Will the citizenship question break the census? No, says economics prof

Matt Weeks | Jul. 09, 2019

The next U.S. Census will be conducted in 2020, providing the federal government with a host of data about American residents. That information will be used to determine things such as the number of seats each state has in the House of Representative and how federal funds are distributed. 

The University of Georgia’s Ian Schmutte, associate professor of economics at the Terry College of Business and former economist at the U.S. Census Bureau, has published research about the agency and how it can best deliver their data to policymakers. 

What kind of information does the government want from the census?

The decennial census is the primary source of information about the demographic makeup of our country. Section 2 of the 14th Amendment to the Constitution requires that we conduct a census of the population every 10 years. Currently, the decennial census collects information on the number of people living in a household along with their gender, race, ethnicity and age.

Using this information, the Census Bureau can publish detailed statistics on the demographic makeup of all neighborhoods (e.g. census tracts) in the U.S.

Data from the census is used:

  • For the apportionment of congressional seats to the states,
  • By state legislatures to draw congressional and other voting districts
  • For the allocation of around $675 billion in federal funds
  • For enforcement of the Voting Rights Act
  • By city planners to help plan, for example, the locations of schools or emergency services
  • By businesses to help choose new locations and predict market opportunities

 

The decennial census is also used as a “gold standard” basis for the design and evaluation of other surveys conducted in the public and private sectors.

 

Do taxpayers have access to the data collected?

The Census Bureau provides copious amounts of information based on the census to the general public. It provides literally millions of tables that describe the demographic makeup of each neighborhood in the U.S. In addition, the Census Bureau publishes the anonymized data of a random sample of individuals that researchers, reporters and others can use to assemble their own customized analysis.

 

There’s been a lot of talk about whether or not a question about citizenship should be included in the questionnaire.  How would that affect the data and how the government releases it?

Whatever questions are included, the Census Bureau will take all necessary steps to ensure a complete count, and to comply with its dual mission to provide accurate statistical summaries of the population while protecting the privacy and confidentiality of its respondents.

 

How do you balance the right of privacy on the census with the public good that it represents?

This is ultimately a social question that depends on how we, as a polity, balance the benefits of having accurate data with the costs of privacy loss. To be clear, by law the Census Bureau is not allowed to share the information it collects with other parts of the government that might use them for, say, law enforcement or other administrative purposes. When people respond to the census, they should feel very confident that their private responses will not be inappropriately shared with other parts of the government, nor leaked due to a security breach.

That said, my research with John Abowd deals with privacy loss that arises from publishing summaries of individual responses to the Census. Those publications have the potential, when combined with other information, to reveal small amounts of information about individuals. The Census Bureau has long been aware of this issue and uses tools of statistical disclosure limitation to ensure that privacy losses are as negligible as possible, given the need for accurate data.
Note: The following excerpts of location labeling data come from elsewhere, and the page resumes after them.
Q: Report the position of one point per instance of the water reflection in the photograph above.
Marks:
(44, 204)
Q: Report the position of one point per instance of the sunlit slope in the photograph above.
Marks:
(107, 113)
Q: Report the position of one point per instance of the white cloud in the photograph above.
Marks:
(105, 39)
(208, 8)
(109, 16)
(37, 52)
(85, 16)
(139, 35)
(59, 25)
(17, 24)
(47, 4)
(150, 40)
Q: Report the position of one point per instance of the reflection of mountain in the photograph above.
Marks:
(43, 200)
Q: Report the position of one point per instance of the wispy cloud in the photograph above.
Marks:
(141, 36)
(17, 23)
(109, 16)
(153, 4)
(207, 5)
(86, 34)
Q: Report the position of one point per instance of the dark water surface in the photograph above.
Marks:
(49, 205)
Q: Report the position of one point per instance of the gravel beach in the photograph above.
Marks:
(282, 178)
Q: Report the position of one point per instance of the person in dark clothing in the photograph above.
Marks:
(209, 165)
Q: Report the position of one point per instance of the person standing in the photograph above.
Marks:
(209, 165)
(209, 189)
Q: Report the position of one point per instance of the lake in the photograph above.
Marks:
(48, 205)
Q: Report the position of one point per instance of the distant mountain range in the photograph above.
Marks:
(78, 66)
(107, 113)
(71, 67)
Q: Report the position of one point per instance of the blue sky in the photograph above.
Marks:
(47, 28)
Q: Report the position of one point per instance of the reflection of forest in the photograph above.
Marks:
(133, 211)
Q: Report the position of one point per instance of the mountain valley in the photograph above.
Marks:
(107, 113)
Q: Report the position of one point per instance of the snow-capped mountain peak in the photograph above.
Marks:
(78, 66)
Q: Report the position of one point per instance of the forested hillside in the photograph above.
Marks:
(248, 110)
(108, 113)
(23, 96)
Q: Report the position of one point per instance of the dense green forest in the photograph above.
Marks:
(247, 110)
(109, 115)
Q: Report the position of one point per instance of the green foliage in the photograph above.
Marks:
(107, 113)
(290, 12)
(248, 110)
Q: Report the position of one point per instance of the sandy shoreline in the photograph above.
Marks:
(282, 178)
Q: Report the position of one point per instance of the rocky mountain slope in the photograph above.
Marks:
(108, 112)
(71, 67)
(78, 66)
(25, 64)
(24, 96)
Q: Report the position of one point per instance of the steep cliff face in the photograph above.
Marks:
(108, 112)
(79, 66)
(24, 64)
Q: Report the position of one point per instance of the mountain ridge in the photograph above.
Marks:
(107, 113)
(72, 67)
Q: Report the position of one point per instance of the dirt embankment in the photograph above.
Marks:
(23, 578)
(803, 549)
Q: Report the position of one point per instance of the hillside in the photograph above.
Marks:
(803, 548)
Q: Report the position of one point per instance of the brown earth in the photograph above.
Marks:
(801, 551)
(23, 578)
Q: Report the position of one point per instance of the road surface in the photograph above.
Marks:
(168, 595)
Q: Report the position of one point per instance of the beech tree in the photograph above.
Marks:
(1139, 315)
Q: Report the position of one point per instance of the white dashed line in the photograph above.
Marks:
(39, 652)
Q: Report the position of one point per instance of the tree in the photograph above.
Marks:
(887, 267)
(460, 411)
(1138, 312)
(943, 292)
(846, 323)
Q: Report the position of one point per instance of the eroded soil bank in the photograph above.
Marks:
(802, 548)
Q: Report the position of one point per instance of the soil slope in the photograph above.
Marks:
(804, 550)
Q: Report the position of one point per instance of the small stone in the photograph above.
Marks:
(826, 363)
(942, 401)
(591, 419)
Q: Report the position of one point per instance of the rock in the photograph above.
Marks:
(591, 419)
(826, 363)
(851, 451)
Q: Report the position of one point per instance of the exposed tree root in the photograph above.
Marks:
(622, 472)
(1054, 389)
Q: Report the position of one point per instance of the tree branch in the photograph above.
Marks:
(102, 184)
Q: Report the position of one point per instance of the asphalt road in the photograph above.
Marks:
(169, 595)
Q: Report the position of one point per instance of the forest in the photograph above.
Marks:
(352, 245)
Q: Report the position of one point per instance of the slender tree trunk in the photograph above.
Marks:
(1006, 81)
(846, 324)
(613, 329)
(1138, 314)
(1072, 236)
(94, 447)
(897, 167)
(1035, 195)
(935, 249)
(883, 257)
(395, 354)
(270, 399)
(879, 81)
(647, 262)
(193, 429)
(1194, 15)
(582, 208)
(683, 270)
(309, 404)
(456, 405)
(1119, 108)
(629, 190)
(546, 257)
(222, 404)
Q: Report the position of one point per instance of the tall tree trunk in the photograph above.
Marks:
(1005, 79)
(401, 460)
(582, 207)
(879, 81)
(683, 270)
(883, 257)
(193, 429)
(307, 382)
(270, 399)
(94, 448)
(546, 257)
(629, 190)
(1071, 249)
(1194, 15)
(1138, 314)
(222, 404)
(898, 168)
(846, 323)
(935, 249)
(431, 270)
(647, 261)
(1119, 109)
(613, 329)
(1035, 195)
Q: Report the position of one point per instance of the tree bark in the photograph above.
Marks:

In our recently published papers, Abowd and I argue that publishing better statistics – which enable better decisions – requires greater risk of privacy loss. To understand whether we should publish more accurate statistics depends on the cost of accuracy, in terms of increased risk of privacy loss and our willingness as a society to pay that price. Both are hard questions to answer, and depend on the value of better governmental and business decisions, and the harm from privacy losses.